Background on Notorious Markets report

Below is some background on the Notorious Markets report, reprinted from the USTR press release today:

“USTR first identified notorious markets in the Special 301 Report in 2006.  Since February 2011, USTR has published annually the Notorious Markets List separately from the Special 301 Report, pursuant to an “Out-of-Cycle Review of Notorious Markets,” to increase public awareness and help market operators and governments prioritize IPR enforcement efforts that protect American businesses and their workers.

The Out-of-Cycle Review of Notorious Markets identifies particularly notable online and physical markets that facilitate unfair competition with U.S. products.
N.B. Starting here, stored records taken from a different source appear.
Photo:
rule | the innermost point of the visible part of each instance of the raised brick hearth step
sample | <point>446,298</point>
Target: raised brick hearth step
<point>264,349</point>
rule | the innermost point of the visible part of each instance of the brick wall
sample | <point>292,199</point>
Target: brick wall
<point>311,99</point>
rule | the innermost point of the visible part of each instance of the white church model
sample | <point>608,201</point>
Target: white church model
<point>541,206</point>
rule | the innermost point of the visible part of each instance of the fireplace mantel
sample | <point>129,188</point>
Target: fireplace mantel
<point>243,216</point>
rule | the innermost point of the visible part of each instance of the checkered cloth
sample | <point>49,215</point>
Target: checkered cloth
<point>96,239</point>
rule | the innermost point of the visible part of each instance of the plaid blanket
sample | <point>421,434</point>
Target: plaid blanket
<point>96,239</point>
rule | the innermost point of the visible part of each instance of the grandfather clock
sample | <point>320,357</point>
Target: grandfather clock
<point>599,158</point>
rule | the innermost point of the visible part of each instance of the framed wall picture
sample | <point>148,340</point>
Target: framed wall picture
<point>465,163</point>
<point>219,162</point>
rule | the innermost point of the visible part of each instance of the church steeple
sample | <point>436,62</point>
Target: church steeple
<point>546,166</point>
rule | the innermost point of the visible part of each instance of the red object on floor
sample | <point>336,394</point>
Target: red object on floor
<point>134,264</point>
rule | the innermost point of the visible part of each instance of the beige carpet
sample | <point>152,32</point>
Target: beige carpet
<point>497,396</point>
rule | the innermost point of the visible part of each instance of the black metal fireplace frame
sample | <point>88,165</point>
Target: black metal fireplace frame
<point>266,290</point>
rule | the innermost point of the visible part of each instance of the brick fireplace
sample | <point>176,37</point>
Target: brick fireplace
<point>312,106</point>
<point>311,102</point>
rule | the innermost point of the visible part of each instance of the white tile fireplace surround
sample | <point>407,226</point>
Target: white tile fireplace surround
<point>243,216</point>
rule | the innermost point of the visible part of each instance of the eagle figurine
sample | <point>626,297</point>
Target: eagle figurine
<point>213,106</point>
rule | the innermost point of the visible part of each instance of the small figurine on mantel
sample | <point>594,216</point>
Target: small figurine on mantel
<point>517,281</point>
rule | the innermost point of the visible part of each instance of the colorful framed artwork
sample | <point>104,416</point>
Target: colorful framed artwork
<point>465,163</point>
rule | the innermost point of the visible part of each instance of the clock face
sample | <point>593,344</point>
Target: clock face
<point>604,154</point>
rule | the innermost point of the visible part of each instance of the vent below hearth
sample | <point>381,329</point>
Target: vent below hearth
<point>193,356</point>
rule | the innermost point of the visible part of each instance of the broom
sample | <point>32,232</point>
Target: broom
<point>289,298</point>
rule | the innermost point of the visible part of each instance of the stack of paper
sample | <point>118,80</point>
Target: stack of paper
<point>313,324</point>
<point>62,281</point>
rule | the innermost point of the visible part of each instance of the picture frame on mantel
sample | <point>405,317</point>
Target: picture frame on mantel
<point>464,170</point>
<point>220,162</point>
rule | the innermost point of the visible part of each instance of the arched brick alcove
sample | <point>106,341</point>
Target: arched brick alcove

The report does not constitute an exhaustive list of all markets reported to deal in pirated or counterfeit goods around the world, nor does it reflect findings of legal violations or the U.S. Government’s analysis of the general IPR protection and enforcement climate in the country concerned. Such analysis is contained in the annual Special 301 Report issued at the end of April each year.

This announcement concludes the 2017 Out-of-Cycle Review of Notorious Markets, which USTR initiated on August 16, 2017, through publication in the Federal Register of a request for public comments.  The U.S. government agencies represented on the USTR-chaired Special 301 Subcommittee of the Trade Policy Staff Committee (TPSC) developed the Notorious Markets List based primarily on information received in response to the Federal Register request.  The request for comments and the public’s responses is online at www.regulations.gov, Docket number USTR-2017-0015.  Information about Special 301, the TPSC process, and other trade issues is available at www.ustr.gov.”